(openPR) Eine Beeinträchtigung der Mietsache wie durch Lärm und Gestank, Heizungsausfall oder ähnlichen Widrigkeiten wirft immer wieder die Frage auf, was der Mieter dulden muss und inwieweit er sich wehren kann oder ob und in welcher Höhe er die Miete mindern kann.
In einem am 04.03.2013 vom LG Berlin (65 S 201/12) entschiedenen Fall hatten Mieter ein Reihenendhaus angemietet, das als ruhig und in grüner Lage angepriesen worden war. Auf dem Nachbargrundstück befand sich bei Anmietung ein Bauzaun.

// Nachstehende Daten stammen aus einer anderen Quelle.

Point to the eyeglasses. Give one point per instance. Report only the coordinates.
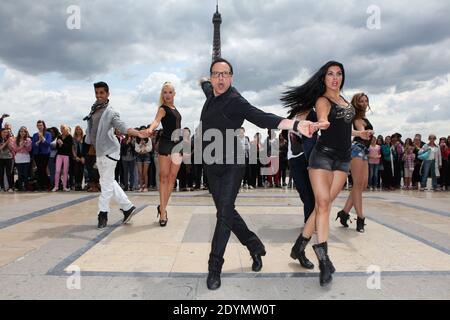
(225, 74)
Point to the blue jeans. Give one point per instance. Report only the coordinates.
(373, 175)
(22, 170)
(429, 165)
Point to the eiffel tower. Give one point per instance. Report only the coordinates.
(217, 20)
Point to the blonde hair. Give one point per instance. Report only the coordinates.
(360, 112)
(165, 84)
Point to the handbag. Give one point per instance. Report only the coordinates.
(424, 155)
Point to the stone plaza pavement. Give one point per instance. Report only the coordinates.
(50, 248)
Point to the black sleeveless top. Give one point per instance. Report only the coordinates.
(170, 122)
(338, 136)
(368, 126)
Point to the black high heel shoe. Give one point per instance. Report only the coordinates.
(162, 222)
(344, 217)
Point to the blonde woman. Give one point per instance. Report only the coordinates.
(169, 158)
(64, 144)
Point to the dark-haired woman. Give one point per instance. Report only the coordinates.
(22, 149)
(41, 154)
(359, 164)
(329, 161)
(169, 154)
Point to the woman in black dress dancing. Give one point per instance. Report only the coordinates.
(169, 149)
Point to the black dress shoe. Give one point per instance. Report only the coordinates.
(298, 252)
(360, 223)
(127, 215)
(213, 281)
(343, 217)
(257, 261)
(102, 219)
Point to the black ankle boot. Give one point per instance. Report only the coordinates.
(344, 217)
(298, 252)
(360, 223)
(330, 264)
(257, 261)
(213, 280)
(324, 265)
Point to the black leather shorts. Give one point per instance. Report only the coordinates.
(167, 147)
(326, 160)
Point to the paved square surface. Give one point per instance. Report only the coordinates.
(44, 237)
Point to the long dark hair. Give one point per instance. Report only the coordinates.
(303, 98)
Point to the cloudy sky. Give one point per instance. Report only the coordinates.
(400, 57)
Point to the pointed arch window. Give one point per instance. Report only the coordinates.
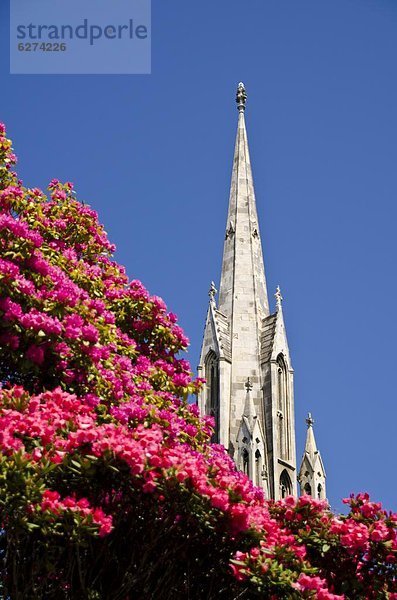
(258, 467)
(283, 409)
(212, 391)
(285, 484)
(246, 461)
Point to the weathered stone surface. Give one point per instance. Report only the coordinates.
(250, 343)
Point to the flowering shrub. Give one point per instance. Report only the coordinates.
(109, 486)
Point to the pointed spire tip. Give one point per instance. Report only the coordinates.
(309, 420)
(279, 298)
(241, 97)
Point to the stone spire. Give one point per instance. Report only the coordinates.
(243, 282)
(312, 473)
(254, 419)
(310, 446)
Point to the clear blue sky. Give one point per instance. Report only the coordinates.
(153, 155)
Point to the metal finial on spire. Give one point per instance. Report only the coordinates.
(212, 292)
(279, 298)
(248, 385)
(241, 97)
(309, 420)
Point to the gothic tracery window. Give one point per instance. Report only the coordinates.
(246, 461)
(212, 391)
(285, 484)
(283, 409)
(258, 467)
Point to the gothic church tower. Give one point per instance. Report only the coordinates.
(244, 357)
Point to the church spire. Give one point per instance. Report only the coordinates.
(312, 473)
(254, 418)
(243, 274)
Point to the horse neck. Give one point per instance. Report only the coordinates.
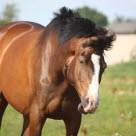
(52, 61)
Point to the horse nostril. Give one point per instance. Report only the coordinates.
(87, 100)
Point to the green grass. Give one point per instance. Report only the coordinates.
(116, 115)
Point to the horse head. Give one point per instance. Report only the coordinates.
(84, 44)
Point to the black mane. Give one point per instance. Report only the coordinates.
(69, 24)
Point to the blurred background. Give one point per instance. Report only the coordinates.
(116, 115)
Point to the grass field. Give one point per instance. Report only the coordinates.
(116, 115)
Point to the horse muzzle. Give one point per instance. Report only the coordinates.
(88, 106)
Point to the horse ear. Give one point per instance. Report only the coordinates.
(86, 52)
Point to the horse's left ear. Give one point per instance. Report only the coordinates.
(66, 66)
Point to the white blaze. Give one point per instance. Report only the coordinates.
(93, 91)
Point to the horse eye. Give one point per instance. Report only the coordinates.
(81, 62)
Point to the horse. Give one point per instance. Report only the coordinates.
(53, 71)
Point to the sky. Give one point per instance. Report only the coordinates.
(41, 11)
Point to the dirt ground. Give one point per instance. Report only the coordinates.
(123, 50)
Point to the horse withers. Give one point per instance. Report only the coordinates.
(53, 71)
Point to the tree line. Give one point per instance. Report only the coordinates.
(10, 14)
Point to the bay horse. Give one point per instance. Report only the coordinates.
(53, 71)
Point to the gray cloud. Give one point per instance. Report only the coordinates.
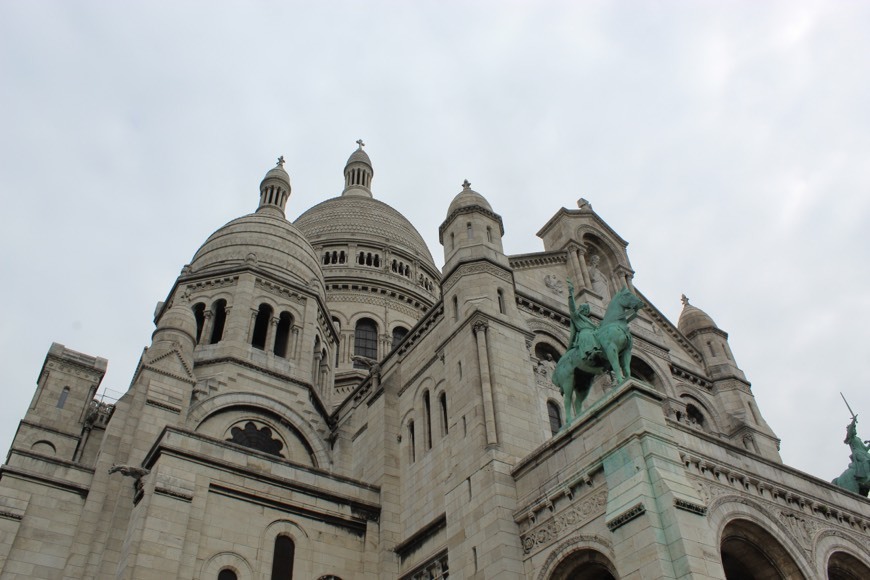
(726, 143)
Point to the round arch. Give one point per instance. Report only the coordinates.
(751, 525)
(580, 555)
(841, 557)
(750, 551)
(227, 401)
(226, 561)
(302, 564)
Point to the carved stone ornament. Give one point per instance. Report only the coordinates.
(553, 283)
(571, 519)
(260, 439)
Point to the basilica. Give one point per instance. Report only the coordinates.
(320, 401)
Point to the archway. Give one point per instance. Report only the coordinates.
(584, 565)
(749, 552)
(844, 566)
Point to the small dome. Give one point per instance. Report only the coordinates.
(693, 319)
(359, 156)
(468, 198)
(178, 318)
(263, 240)
(278, 172)
(344, 218)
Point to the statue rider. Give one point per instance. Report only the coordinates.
(582, 327)
(860, 451)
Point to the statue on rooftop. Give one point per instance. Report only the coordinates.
(595, 349)
(856, 478)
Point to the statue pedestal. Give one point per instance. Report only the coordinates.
(622, 448)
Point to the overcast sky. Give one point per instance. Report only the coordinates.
(729, 143)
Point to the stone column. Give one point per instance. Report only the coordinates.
(270, 335)
(252, 324)
(207, 326)
(581, 258)
(485, 383)
(294, 346)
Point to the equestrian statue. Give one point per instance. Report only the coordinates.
(856, 478)
(595, 349)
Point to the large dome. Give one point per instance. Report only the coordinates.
(262, 239)
(362, 219)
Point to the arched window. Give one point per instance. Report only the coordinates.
(843, 566)
(199, 315)
(694, 415)
(219, 310)
(427, 411)
(412, 443)
(555, 415)
(365, 341)
(750, 551)
(61, 401)
(399, 333)
(442, 400)
(282, 334)
(261, 326)
(282, 563)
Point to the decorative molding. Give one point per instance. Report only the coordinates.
(633, 512)
(537, 260)
(716, 481)
(528, 304)
(581, 512)
(212, 284)
(479, 267)
(393, 300)
(279, 290)
(11, 516)
(688, 506)
(687, 375)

Die Bauarbeiten auf dem Nachbargrundstück begangen ein Jahr nach Einzug. Die Mieter minderten wegen erheblicher Lärm- und Staubbeeinträchtigung. Unter Bezugnahme auf das Urteil des BGH vom 19.12.2012 wurde festgestellt, dass die Mieter eine einseitige gebliebene Vorstellung von der ruhigen Lage des Mietobjektes gehabt hätten. Daraus folge kein berechtigtes Vertrauen in diesen Tatbestand, so dass ein Recht zur Minderung nicht bestand.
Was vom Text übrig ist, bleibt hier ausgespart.